A veces, la herencia de nuestros padres es un compendio de heridas. Eso escribe el narrador venezolano Lizandro Samuel en este relato personal en el que cuenta cómo, a lo largo de su vida, ha tenido que sobrellevar un padecimiento crónico de la piel, además de otros obstáculos. Esta historia es finalista de la 5ta edición del Premio Lo Mejor de Nos

Y sigues viviendo
ILUSTRACIONES: WALTHER SORG

Mis ideaciones suicidas empezaron cuando tenía 6 o 7 años. Llorando, repetía que quería desaparecer. Me encerraba en el baño con una navaja suiza y trataba de hacerme mutilaciones en las muñecas. También me daba golpes en el pecho, la barriga y la cara. Me apretaba los testículos. Mi mayor fantasía era ser como algunos personajes de anime que estaban tan heridos que suprimían sus emociones. Mi objetivo era ser el hijo perfecto, uno digno de presumir.

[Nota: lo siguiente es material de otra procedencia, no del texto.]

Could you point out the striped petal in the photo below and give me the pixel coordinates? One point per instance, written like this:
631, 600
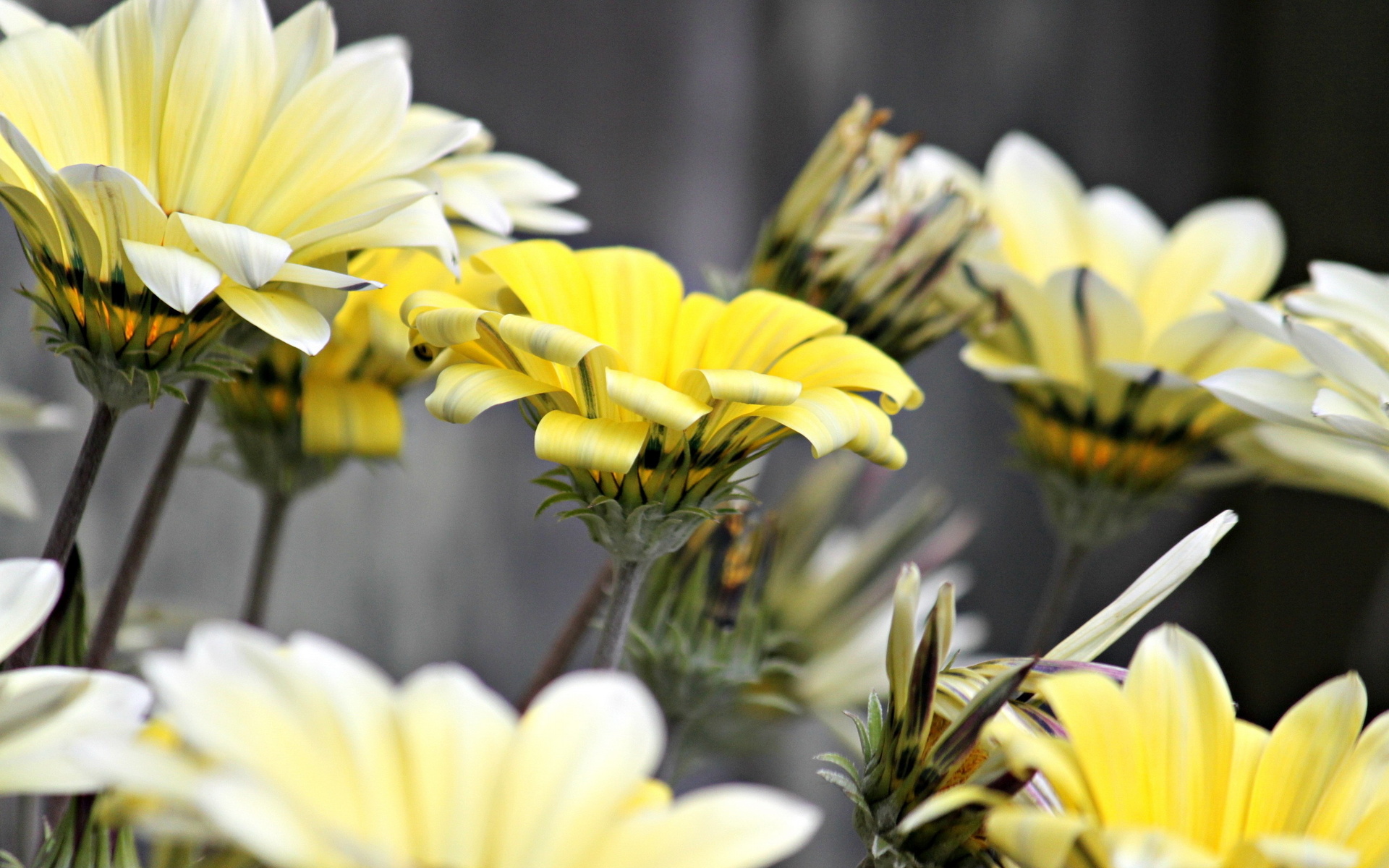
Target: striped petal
596, 445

Para ese entonces ya tenía mi primer queloide. A los 5 años me dio lechina. La roncha que menos me rasqué fue la única que cicatrizó mal. Al finalizar el año escolar, todos los alumnos del colegio —desde prescolar hasta 6to grado— nos fuimos a un viaje de tres días y dos noches con las maestras. Mis compañeros veían un poco más arriba de mi tetilla izquierda y me preguntaban qué me había pasado.

Nunca volvieron a indagar. Fuimos más o menos un mismo grupo desde el último nivel de preescolar hasta salir de primaria. Supongo que siempre alguno de los nuevos mostraba curiosidad, pero no lo recuerdo. No me preocupaba el queloide, el cual, no obstante, me picaba y seguía creciendo.

Al final de 6to grado todo cambió. Aparte del viaje de tres días y dos noches, los que al año siguiente entraríamos a bachillerato hicimos uno solo para nosotros (también con las maestras, claro) de cinco días y cuatro noches. Lucrecio, un alumno mayor que había repetido, se burlaba de mí. Yo leía, no me interesaba fastidiar a nadie y me gustaban las niñas, pero las veía con candidez. Él se subía a los árboles y ya miraba pornografía. Construyó un arsenal de chistes en torno a que mi queloide era una tercera oreja. Nunca había recibido un comentario tan agresivo en el ambiente escolar. Solo durante los planes vacacionales que organizaba la Gobernación del Estado Miranda, a los que asistía debido a que mi mamá trabaja allí. Eran viajes llenos de decenas de Lucrecios más agresivos y con menos contención. No recuerdo quién fue el primero en llamarme tritetilla.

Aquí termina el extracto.